10 simples rules for making data web friendly
Nick Juty1, Julie McMurry2,3, BioMedBridges Consortium4, Melissa Haendel2,3, Carole Goble5,6, Helen Parkinson1

1EMBL-EBI, Hinxton, Cambridge, UK. CB10 1SD.
2Department of Medical Informatics and Epidemiology and OHSU Library, Oregon Health & Science University, Portland, USA.
3Monarch Initiative; http://monarchinitiative.org/
4BioMedBridges Consortium; http://www.biomedbridges.eu/partners
5School of Computer Science, The University of Manchester, Manchester, UK.

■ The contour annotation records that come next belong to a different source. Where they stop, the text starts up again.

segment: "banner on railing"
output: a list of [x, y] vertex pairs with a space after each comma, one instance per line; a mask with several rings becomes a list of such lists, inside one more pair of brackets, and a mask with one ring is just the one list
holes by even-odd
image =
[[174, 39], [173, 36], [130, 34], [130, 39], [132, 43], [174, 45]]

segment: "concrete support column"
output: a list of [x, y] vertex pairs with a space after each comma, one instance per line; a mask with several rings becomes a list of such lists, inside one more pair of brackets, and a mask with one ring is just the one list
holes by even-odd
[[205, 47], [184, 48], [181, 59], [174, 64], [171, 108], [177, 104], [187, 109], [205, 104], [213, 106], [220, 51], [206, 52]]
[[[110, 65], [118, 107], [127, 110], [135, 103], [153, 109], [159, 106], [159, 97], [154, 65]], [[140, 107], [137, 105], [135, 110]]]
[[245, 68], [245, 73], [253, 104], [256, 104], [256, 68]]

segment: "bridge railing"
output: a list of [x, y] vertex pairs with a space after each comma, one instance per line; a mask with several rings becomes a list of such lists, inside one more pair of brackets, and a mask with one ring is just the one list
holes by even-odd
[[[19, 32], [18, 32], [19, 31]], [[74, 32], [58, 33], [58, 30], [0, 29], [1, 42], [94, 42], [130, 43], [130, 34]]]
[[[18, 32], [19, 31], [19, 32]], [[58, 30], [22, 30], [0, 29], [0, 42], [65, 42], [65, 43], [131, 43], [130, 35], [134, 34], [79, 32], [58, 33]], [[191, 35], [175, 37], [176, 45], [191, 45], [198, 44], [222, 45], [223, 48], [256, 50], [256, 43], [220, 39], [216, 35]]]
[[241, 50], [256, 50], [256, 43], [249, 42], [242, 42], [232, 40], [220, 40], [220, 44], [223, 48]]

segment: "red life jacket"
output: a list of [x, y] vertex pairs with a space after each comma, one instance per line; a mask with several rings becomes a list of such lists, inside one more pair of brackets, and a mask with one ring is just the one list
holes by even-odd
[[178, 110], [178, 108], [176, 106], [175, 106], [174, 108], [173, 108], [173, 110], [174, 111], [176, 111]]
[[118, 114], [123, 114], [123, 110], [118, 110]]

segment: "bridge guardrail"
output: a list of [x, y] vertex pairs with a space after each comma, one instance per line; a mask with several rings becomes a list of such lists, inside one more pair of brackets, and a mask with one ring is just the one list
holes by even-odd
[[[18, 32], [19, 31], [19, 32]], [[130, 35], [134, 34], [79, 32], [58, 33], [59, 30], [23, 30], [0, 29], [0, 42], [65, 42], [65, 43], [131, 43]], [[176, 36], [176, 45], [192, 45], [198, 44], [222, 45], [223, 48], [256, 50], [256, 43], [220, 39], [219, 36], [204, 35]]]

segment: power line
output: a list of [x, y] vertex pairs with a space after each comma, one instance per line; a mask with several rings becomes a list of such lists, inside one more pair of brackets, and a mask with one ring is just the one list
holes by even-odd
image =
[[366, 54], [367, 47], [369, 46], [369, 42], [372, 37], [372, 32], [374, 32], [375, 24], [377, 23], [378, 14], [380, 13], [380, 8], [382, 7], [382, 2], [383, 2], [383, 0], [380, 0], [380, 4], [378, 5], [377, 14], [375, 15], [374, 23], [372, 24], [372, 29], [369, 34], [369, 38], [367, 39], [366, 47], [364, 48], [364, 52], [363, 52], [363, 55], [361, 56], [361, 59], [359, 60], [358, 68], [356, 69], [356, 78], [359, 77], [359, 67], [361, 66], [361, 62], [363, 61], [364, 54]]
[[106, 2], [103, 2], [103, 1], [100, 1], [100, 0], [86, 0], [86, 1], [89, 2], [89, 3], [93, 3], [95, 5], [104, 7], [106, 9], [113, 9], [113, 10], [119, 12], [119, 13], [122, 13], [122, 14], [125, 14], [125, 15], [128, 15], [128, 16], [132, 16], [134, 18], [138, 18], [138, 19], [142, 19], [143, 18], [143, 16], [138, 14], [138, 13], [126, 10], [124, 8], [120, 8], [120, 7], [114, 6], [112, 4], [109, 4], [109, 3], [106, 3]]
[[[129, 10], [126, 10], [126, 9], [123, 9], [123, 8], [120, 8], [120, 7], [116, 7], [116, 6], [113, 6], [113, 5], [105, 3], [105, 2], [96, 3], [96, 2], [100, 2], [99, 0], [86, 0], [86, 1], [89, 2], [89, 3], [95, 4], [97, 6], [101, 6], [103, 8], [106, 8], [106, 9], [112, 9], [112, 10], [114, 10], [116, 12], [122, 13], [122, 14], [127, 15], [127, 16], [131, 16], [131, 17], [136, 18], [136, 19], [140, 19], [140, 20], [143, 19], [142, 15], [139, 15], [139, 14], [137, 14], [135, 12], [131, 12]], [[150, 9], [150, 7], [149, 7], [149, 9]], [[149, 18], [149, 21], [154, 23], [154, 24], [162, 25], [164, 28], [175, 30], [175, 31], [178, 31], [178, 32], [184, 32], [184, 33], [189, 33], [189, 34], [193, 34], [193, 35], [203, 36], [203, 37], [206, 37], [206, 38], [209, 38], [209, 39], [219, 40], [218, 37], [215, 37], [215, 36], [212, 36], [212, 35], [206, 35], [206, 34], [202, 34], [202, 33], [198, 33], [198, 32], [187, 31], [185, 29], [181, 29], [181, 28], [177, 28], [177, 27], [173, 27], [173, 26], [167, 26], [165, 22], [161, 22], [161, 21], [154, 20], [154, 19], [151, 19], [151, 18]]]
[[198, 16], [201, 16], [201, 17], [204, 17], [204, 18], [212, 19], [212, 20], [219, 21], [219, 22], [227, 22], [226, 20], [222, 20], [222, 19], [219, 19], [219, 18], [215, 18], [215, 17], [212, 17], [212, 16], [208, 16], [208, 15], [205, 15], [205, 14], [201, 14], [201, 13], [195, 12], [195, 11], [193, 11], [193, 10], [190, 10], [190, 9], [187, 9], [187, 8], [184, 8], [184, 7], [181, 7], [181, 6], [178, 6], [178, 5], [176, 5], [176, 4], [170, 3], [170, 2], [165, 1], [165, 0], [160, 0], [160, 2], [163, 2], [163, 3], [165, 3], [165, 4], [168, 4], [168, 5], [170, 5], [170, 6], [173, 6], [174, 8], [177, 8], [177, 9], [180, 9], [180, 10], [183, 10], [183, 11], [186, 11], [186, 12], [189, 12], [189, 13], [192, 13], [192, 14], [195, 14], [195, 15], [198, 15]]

6Open PHACTS; http://www.openphactsfoundation.org/

As the quantity and complexity of Life Science data continues to grow, so too does its availability through the web. This can cause potential integration issues where individual record or dataset identification was not conceived for use in a global data landscape. This can manifest in issues such as identifier or namespace collisions, resulting in erroneous integration of data, or simply as “link rot” and “content drift”. As a consequence, there is often a need to provide additional and potentially costly procedures for the source-dependent processing of data, or else the provision of alternative mapping solutions. BioMedBridges, in association with an international community of partners, have begun to determine the common technical bridges required to allow data integration across the biological domain. Based on our experience we describe ten simple rules for best practice in the provision and reuse of identifiers for web-based Life Science data. We further elicit feedback from the community, through the use of an interactive exercise, to determine both their perceived ranking of these rules, and their actual experiences when encountering web-based data.